Boraton House, 22 Ravelston Dykes Road is a Grade C listed building in the City of Edinburgh local planning authority area, Scotland. First listed on 24 February 2021. Manse. 8 related planning applications.
Boraton House, 22 Ravelston Dykes Road
- WRENN ID
- lone-glass-amber
- Grade
- C
- Local Planning Authority
- City of Edinburgh
- Country
- Scotland
- Date first listed
- 24 February 2021
- Type
- Manse
- Source
- Historic Environment Scotland listing
Description
Boraston House is a large former manse designed in 1900–1901 by the architectural firm Peddie & Washington Browne, likely to designs by George Washington Browne, and built between 1901 and 1902. The building is two storeys with an attic, has an irregular plan, and is designed in the Queen Anne style with neo-Jacobean details. It is constructed of coursed rubble sandstone with ashlar dressings, including window surrounds, canted bays, and skews. The house is located in Ravelston, a suburb to the west of Edinburgh city centre, in a secluded setting surrounded by a tree-lined garden and bordered to the south by Ravelston Golf Course.
The principal southern elevation comprises a three-bay, two-storey and attic main block with a two-storey pitched gable addition set back to the right, featuring a curved entrance porch. The three-bay main block is distinguished by two-storey, canted, corniced bay windows in the outer bays, built of ashlar with six-light mullioned window openings at ground floor and three-light mullioned openings at first floor. The centre bay contains a two-light mullioned window and a long nine-light mullioned window spanning the stair from ground to first floor. Three Queen Anne style timber dormers occupy the attic floor, with the centre dormer narrower than the others. The addition to the right features a two-storey pitched gable section with a circular entrance porch at its left corner and a single-storey piended roof section to the right.

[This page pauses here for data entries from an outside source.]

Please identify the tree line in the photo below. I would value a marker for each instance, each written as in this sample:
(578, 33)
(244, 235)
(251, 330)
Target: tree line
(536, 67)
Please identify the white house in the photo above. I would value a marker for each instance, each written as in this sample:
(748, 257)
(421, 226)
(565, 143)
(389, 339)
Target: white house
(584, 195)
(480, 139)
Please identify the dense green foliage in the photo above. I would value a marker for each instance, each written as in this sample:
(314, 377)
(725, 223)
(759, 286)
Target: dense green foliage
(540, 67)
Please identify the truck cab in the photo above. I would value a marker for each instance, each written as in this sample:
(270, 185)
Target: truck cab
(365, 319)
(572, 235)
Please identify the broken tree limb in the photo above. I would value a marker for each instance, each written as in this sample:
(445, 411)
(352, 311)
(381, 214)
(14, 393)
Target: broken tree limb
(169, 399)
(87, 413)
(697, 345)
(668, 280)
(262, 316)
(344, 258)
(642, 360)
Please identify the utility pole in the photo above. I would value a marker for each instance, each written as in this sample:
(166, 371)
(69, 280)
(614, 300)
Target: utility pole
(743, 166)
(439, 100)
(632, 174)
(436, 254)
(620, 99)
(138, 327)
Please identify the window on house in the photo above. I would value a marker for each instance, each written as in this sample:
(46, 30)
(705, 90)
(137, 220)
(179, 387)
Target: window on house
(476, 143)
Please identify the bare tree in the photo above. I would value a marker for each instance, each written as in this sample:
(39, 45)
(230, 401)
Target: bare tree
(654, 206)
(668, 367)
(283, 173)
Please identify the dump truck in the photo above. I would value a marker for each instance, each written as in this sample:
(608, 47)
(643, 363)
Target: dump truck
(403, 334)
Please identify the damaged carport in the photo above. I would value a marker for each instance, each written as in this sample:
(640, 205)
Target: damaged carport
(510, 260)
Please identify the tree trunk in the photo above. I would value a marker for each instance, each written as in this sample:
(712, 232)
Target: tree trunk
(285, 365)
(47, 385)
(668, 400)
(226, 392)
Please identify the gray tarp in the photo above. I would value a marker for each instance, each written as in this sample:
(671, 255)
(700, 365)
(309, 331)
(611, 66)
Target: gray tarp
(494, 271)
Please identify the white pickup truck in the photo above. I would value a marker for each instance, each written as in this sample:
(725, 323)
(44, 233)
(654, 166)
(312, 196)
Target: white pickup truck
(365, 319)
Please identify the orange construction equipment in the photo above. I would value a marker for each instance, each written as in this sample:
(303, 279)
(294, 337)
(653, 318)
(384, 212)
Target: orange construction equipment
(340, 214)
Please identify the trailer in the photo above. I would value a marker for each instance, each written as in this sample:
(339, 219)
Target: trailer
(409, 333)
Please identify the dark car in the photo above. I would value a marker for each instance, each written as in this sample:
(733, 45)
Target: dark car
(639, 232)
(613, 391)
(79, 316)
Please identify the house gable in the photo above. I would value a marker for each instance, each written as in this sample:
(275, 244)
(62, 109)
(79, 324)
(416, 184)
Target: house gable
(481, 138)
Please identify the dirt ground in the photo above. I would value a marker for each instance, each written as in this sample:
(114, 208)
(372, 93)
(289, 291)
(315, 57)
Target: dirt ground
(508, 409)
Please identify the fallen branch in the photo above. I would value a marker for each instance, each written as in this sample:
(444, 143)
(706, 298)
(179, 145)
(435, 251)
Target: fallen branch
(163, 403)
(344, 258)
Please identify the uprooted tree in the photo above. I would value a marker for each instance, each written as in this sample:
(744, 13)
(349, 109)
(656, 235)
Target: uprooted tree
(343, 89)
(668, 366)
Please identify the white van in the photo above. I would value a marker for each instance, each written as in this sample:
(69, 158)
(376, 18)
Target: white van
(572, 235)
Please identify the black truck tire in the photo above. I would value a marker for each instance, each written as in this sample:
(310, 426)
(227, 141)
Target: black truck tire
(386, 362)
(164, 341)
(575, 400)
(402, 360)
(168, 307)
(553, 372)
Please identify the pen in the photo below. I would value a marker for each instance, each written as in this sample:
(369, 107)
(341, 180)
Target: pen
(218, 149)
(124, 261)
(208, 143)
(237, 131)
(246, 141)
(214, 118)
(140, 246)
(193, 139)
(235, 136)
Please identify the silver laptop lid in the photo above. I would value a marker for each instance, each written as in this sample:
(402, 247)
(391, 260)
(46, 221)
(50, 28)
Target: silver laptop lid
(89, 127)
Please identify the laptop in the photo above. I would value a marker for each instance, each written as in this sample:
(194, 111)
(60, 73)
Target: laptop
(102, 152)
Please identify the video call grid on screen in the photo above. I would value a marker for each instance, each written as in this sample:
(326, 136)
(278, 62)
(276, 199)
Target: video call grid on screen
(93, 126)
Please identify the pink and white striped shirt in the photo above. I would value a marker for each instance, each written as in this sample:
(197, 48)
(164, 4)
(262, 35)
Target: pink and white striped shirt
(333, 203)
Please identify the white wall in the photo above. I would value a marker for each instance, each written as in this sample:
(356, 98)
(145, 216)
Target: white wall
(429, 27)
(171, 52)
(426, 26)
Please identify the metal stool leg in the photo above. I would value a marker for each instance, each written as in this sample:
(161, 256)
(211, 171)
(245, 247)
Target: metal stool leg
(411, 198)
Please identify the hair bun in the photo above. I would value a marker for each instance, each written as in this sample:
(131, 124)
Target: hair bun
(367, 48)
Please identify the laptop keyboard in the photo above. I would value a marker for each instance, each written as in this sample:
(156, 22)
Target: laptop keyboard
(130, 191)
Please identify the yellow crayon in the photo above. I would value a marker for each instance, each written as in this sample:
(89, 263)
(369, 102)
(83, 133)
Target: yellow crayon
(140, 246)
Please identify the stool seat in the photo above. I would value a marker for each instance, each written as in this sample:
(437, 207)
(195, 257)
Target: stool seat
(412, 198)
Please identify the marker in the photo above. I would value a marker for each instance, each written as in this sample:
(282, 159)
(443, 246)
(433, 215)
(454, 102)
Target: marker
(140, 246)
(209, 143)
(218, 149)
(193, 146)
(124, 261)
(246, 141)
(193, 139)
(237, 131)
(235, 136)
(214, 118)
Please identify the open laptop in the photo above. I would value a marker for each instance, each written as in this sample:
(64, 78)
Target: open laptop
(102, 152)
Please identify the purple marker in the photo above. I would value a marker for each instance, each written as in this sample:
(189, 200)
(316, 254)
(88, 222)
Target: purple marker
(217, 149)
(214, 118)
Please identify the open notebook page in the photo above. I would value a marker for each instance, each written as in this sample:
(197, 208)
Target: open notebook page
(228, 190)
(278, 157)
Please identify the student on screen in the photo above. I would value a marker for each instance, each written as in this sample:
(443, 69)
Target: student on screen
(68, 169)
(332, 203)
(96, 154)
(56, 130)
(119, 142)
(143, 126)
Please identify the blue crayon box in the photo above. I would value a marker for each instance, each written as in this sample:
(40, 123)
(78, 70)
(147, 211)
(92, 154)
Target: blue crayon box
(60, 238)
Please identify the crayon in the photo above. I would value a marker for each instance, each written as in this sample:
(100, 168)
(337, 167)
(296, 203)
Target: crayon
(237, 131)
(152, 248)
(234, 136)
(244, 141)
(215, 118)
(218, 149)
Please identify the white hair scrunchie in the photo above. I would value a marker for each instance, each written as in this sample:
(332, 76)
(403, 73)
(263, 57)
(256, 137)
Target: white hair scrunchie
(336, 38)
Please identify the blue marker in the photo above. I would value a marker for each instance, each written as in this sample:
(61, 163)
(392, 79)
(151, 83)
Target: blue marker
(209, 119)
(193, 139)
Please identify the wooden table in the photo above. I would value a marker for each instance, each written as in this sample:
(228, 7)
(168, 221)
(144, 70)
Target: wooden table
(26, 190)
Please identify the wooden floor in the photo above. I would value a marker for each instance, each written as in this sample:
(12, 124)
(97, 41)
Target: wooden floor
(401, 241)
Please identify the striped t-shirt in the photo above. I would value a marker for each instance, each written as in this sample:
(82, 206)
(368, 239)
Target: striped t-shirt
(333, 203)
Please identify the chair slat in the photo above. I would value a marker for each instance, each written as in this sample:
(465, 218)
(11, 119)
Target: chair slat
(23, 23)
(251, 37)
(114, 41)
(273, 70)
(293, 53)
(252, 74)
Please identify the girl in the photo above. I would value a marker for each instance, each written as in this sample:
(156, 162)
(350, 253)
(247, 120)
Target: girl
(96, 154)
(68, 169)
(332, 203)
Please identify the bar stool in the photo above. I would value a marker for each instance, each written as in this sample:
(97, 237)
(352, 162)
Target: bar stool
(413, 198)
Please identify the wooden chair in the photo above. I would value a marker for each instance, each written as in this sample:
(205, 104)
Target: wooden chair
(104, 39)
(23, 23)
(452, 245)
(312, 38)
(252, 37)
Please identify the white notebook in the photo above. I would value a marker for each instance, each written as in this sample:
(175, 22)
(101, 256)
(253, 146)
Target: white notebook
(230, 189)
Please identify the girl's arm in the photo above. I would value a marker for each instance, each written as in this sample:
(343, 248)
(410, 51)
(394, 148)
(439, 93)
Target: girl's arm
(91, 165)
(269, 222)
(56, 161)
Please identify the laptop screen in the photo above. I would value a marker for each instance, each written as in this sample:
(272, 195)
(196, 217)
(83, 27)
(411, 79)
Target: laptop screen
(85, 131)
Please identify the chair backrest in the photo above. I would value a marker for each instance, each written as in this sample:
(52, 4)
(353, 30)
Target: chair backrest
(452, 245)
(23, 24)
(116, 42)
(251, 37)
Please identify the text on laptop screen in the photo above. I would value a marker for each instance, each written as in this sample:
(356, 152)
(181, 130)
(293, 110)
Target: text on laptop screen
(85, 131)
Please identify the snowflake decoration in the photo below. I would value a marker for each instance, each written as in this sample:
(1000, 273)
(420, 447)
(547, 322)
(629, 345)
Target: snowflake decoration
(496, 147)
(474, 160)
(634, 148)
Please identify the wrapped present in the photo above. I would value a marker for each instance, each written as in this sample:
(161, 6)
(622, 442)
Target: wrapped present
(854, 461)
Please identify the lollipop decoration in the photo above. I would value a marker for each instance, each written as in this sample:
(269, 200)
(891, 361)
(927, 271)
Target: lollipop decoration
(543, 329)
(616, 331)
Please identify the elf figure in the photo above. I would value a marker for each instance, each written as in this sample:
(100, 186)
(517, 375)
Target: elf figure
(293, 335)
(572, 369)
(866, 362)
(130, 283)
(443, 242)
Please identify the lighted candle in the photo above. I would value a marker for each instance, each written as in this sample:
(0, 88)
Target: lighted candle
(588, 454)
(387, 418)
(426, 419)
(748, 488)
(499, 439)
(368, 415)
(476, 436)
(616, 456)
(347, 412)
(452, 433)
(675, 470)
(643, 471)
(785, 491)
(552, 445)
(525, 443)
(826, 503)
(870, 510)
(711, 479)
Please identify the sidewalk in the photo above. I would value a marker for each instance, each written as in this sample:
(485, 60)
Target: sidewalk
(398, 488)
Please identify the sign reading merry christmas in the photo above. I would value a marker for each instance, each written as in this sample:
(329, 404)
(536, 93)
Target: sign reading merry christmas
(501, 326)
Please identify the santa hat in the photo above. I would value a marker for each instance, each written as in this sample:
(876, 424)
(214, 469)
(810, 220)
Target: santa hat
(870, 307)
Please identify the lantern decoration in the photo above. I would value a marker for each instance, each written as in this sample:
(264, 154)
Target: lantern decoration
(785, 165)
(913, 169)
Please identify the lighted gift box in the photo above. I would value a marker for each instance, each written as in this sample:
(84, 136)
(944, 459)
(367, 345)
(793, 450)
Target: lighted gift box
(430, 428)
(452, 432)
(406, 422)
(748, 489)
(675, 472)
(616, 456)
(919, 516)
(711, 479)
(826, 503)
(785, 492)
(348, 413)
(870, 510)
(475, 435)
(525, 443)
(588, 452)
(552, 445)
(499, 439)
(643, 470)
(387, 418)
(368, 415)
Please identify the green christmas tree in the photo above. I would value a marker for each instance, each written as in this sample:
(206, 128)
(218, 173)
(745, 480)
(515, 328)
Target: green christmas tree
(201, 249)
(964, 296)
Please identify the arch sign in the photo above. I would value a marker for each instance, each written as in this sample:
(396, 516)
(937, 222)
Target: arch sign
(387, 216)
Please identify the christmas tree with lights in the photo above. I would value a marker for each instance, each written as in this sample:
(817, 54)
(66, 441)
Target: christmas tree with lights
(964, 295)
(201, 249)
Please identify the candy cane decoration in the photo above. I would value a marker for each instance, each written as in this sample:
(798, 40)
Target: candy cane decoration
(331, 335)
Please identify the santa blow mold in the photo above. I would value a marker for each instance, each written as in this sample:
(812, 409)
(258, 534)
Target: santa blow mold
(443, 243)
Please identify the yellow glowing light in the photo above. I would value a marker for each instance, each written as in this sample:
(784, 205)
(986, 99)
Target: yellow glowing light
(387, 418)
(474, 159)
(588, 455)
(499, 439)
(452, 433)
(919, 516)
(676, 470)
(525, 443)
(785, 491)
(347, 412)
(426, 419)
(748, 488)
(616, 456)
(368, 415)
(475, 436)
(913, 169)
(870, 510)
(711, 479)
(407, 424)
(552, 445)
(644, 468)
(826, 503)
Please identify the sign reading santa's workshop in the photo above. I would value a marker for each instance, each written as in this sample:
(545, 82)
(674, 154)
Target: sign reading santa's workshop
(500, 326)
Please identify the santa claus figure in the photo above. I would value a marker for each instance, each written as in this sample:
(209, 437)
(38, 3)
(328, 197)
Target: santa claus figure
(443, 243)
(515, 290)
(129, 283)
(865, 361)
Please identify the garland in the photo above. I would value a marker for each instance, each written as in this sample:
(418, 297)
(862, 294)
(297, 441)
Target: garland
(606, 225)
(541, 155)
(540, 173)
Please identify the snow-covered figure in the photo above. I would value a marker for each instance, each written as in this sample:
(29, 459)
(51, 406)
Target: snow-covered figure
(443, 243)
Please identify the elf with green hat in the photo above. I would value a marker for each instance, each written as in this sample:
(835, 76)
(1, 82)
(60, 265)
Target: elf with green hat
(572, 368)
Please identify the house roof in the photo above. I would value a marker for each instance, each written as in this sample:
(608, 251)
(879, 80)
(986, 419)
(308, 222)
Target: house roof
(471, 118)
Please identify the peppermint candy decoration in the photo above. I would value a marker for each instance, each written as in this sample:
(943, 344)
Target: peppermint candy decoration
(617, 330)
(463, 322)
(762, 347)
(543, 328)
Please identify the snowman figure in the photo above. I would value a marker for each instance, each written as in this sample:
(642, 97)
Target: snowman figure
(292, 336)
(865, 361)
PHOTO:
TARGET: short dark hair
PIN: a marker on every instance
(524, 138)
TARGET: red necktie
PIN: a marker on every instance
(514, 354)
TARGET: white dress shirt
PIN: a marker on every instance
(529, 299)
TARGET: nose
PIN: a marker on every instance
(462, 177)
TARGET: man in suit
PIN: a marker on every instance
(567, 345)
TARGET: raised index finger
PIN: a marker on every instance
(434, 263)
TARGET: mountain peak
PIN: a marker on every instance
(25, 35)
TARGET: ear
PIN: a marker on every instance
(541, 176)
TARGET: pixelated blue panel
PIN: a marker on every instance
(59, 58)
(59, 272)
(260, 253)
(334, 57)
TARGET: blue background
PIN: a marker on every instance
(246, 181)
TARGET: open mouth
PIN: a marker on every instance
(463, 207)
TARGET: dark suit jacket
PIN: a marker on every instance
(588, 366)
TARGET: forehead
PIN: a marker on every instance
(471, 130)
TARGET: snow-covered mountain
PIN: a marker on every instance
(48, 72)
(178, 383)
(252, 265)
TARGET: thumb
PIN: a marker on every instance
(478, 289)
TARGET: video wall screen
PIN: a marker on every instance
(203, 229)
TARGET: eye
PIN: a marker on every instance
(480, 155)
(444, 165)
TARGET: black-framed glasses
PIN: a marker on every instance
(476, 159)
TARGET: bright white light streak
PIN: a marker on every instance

The west elevation has a two-storey canted bay at the left of the gable with a single opening above. The rear northern elevation is eight bays with two pitched gable ends in the centre and centre-left bays. The gable in the centre-left bay features two garage door openings with two-leaf timber doors. To the left of this gable is a single-storey, two-bay projection with a piended roof, a door and window opening, surrounded by a stone wall forming a courtyard.
Most window openings are replacement uPVC. The entrance door is six-panel timber with metal bosses. The roofs are slate with cast iron rainwater goods, hipped construction, ashlar skews, and tall corniced stacks.
The interior, based on photographs from 2020 sales particulars, shows that much of the early twentieth-century interior has been altered, though early twentieth-century timber panelling and a fire surround in the ground floor dining room remain, as do cornices in the sitting room. A painted timber staircase and vaulted hall are also evident.
The following later additions and structures are excluded from the listing: a two-storey mansard-roofed addition from the late 1930s to early 1940s, a single-storey semi-circular plan conservatory with piended roof from the late twentieth century, and gate piers and boundary walls to the northeast and south dating from the later twentieth century. The mansard-roofed addition is rectangular in plan, built of coursed rubble with a partially slated roof. Pairs of square-plan gate piers flank the driveway entrance both at the northeast of the house and to the south leading to Ravelston Golf Course.
Boraston House was built around 1901 as the manse for St. Columba's Church, Queensferry Road, Blackhall, located just under half a mile away to the northeast, which was designed by P. McGregor Chalmers between 1899 and 1900. Architectural plans prepared by Peddie and Washington Browne dating from 1900 to 1901 describe the building as a "House at Craigcrook for Rev. W. B. Stevenson". The West Lothian Courier reported in 1901 that "the Rev. W. B. Stevenson had erected for himself an elegant mansion near Ravelston", suggesting that while the manse was built for the minister of the Church of Scotland at Blackhall, Rev. Stevenson himself may have commissioned and partially or wholly funded its construction.
Boraston House appears on the Ordnance Survey map surveyed in 1905 and published in 1908, labelled as "Manse" with an irregular footprint. Immediately to the west is an old quarry, and beyond that lies Craigcrook Castle. By the 1933 Ordnance Survey map, the building is labelled "Boraston Knowe" and no longer appears to be in use as a manse. A U-plan building with a small rectangular-plan outbuilding to the left is shown within the grounds at the north by the entrance. In the wider setting, the house is surrounded to the north and east by Ravelston Golf Course, and the area of Blackhall between the former manse and St. Columba's Church has been developed with housing.
The 1947 Ordnance Survey map shows a rectangular-plan addition to the rear northern elevation adjoining the dining room, now in use as a study. The U-plan building to the north is labelled "Boraston Cottage". In the late twentieth century, a single-storey conservatory was added to the rear northern elevation, accessed via the dining room. Boraston Cottage was separated into private ownership in the later twentieth century.